By Abdul Hamid A Rahman

KUALA LUMPUR, Jan 3 (Bernama) -- The rubber market is expected to remain quiet next week, moving sideways with a slight upward bias, said industry expert Denis Low.

The market is currently influenced by broadly offsetting supply and demand factors, he told Bernama.

“The Malaysian Meteorological Department is forecasting isolated thunderstorms and rain in several states in Peninsular Malaysia, while continuous rainfall is expected in the northeastern region.

“Reduced tapping activity is likely, and if the rain persists, there could be a temporary supply shortage.
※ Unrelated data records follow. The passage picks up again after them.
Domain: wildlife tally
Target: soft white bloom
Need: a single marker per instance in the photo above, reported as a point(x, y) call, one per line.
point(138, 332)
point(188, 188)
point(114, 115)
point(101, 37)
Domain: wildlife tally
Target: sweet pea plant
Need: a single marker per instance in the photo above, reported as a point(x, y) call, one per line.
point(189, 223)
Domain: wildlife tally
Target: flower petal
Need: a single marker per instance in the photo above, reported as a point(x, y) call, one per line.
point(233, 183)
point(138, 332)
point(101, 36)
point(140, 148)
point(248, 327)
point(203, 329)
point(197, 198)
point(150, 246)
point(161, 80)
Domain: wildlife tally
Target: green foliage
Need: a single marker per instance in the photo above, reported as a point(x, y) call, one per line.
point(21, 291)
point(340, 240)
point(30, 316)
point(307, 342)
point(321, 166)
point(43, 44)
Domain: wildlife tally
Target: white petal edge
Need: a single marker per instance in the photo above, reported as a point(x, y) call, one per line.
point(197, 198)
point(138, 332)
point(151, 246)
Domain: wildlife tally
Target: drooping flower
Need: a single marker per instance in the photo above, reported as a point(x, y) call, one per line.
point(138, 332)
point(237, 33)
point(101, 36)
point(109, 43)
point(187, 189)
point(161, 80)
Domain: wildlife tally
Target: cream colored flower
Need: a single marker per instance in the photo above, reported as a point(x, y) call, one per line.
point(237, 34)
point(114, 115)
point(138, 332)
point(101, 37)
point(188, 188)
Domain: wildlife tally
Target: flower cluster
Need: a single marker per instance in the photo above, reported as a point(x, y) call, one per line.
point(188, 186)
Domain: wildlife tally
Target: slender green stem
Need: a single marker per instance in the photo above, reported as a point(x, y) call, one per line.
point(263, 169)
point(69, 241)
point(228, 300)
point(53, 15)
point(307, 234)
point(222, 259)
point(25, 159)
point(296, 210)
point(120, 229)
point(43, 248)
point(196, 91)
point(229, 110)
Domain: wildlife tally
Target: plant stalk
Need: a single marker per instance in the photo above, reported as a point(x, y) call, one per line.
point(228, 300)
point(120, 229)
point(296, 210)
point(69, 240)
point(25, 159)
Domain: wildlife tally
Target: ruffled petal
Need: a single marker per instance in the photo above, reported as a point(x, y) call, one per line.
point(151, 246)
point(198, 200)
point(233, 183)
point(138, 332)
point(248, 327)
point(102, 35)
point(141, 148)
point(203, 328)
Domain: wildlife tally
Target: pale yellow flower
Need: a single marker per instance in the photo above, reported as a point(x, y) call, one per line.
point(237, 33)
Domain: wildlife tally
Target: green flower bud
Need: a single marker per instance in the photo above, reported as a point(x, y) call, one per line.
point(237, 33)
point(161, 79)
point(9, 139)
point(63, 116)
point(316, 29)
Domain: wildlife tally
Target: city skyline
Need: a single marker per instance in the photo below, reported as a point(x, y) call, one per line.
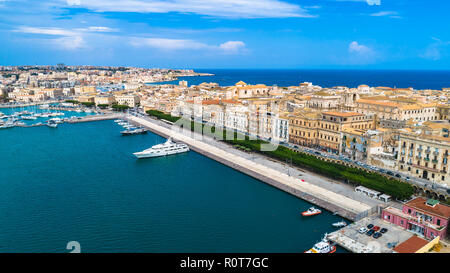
point(309, 34)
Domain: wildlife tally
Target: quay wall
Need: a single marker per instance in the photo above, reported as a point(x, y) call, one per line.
point(339, 204)
point(96, 118)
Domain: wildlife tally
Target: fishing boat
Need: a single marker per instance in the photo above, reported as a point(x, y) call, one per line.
point(339, 224)
point(167, 148)
point(134, 132)
point(311, 211)
point(324, 246)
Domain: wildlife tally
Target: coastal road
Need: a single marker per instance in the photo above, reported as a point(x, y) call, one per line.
point(339, 200)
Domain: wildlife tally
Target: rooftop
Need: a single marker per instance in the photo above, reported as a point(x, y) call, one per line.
point(412, 245)
point(439, 209)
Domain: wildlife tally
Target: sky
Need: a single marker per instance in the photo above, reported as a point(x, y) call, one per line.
point(292, 34)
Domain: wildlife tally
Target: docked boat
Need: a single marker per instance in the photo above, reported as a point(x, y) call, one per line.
point(311, 211)
point(7, 125)
point(339, 224)
point(324, 246)
point(52, 124)
point(167, 148)
point(134, 132)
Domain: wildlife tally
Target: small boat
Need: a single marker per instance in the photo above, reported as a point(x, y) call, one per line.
point(52, 124)
point(311, 211)
point(134, 132)
point(339, 224)
point(167, 148)
point(324, 246)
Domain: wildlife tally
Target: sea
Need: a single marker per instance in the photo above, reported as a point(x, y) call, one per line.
point(80, 182)
point(418, 79)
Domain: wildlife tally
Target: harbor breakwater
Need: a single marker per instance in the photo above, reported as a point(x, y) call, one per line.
point(337, 203)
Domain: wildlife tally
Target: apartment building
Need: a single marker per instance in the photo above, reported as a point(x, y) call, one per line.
point(424, 152)
point(130, 100)
point(323, 129)
point(427, 218)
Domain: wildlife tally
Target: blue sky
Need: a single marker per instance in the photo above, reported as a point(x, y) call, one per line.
point(352, 34)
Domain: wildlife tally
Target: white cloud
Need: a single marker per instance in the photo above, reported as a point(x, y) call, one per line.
point(45, 31)
point(232, 46)
point(67, 39)
point(217, 8)
point(435, 50)
point(355, 47)
point(383, 13)
point(70, 42)
point(165, 44)
point(73, 2)
point(369, 2)
point(168, 44)
point(97, 29)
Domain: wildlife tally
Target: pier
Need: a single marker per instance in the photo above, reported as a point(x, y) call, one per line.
point(334, 202)
point(95, 118)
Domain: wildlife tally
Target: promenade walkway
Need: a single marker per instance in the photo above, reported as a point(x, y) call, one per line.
point(330, 200)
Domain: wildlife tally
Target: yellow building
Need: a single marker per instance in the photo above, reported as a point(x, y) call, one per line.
point(323, 129)
point(424, 152)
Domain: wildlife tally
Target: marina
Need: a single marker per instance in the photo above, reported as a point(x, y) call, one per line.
point(343, 206)
point(107, 178)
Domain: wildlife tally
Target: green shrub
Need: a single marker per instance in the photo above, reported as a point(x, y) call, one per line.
point(372, 180)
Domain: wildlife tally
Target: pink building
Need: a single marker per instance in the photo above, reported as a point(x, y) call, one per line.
point(427, 218)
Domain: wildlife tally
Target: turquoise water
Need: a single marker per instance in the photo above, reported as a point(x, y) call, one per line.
point(419, 79)
point(80, 182)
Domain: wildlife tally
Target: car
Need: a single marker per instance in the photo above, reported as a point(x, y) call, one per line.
point(362, 230)
point(377, 235)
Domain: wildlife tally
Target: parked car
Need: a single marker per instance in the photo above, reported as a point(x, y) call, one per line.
point(362, 230)
point(377, 235)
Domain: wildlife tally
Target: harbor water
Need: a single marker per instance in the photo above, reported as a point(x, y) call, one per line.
point(418, 79)
point(80, 182)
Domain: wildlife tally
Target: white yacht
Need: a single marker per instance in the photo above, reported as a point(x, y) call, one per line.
point(324, 246)
point(167, 148)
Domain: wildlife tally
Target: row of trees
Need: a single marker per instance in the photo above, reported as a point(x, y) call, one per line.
point(115, 106)
point(352, 175)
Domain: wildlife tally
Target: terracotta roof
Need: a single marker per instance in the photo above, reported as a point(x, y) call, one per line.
point(211, 102)
point(439, 209)
point(412, 245)
point(343, 114)
point(383, 103)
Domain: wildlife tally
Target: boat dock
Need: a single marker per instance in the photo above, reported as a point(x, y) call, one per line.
point(324, 198)
point(95, 118)
point(351, 239)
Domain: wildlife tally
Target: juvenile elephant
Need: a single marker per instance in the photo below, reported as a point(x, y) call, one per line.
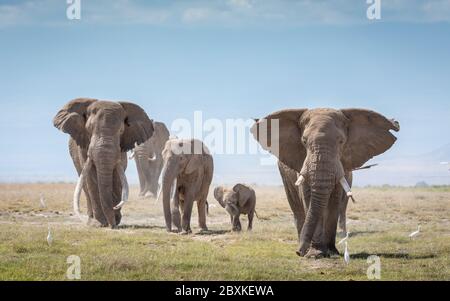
point(186, 176)
point(101, 134)
point(319, 148)
point(241, 199)
point(148, 159)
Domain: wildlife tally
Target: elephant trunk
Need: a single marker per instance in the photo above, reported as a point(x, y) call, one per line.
point(232, 209)
point(320, 173)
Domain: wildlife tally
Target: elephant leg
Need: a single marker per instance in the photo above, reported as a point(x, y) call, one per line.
point(77, 157)
point(330, 223)
point(343, 214)
point(176, 217)
point(117, 195)
point(343, 207)
point(97, 210)
point(187, 211)
point(236, 223)
point(250, 220)
point(289, 177)
point(201, 207)
point(140, 175)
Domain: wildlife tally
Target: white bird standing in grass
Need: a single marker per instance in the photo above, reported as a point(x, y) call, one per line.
point(346, 254)
point(42, 200)
point(344, 239)
point(49, 236)
point(415, 233)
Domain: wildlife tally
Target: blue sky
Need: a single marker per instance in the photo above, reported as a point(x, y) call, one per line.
point(230, 59)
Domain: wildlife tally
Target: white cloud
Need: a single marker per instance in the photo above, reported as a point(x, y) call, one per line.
point(224, 12)
point(191, 15)
point(241, 4)
point(437, 11)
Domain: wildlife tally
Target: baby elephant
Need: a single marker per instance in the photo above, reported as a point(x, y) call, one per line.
point(239, 200)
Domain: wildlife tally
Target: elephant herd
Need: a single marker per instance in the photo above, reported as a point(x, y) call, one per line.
point(317, 151)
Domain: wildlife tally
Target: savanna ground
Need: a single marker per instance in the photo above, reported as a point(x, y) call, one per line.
point(141, 249)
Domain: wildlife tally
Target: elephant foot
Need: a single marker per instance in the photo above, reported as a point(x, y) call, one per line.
point(332, 251)
point(315, 253)
point(302, 250)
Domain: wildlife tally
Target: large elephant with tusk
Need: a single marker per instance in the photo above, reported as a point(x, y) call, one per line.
point(317, 151)
point(148, 159)
point(101, 133)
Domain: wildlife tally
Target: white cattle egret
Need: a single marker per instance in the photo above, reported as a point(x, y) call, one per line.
point(415, 233)
point(49, 236)
point(344, 239)
point(42, 200)
point(346, 254)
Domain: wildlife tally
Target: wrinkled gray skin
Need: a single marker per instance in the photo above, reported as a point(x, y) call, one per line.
point(102, 131)
point(289, 177)
point(189, 173)
point(323, 146)
point(241, 199)
point(149, 162)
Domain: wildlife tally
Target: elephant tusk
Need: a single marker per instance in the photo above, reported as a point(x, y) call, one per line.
point(153, 157)
point(125, 188)
point(347, 188)
point(300, 180)
point(79, 187)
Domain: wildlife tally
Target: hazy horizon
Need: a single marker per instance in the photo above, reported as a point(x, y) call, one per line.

In such a situation, it would be prudent to purchase and hold some stocks, especially given increasingly unpredictable weather patterns as climate change becomes inevitable,” he said.

Low added that when holding inventory, market participants should also pay close attention to geopolitical developments, particularly in East Asia and Europe.

He noted that volatile exchange rates have also affected the outlook for the rubber market.

On a Friday-to-Friday basis, the Malaysian Rubber Board’s reference price for Standard Malaysian Rubber 20 (SMR 20) was unchanged at 743.5 sen per kilogramme (kg) while latex-in-bulk added one sen to 575 sen per kg.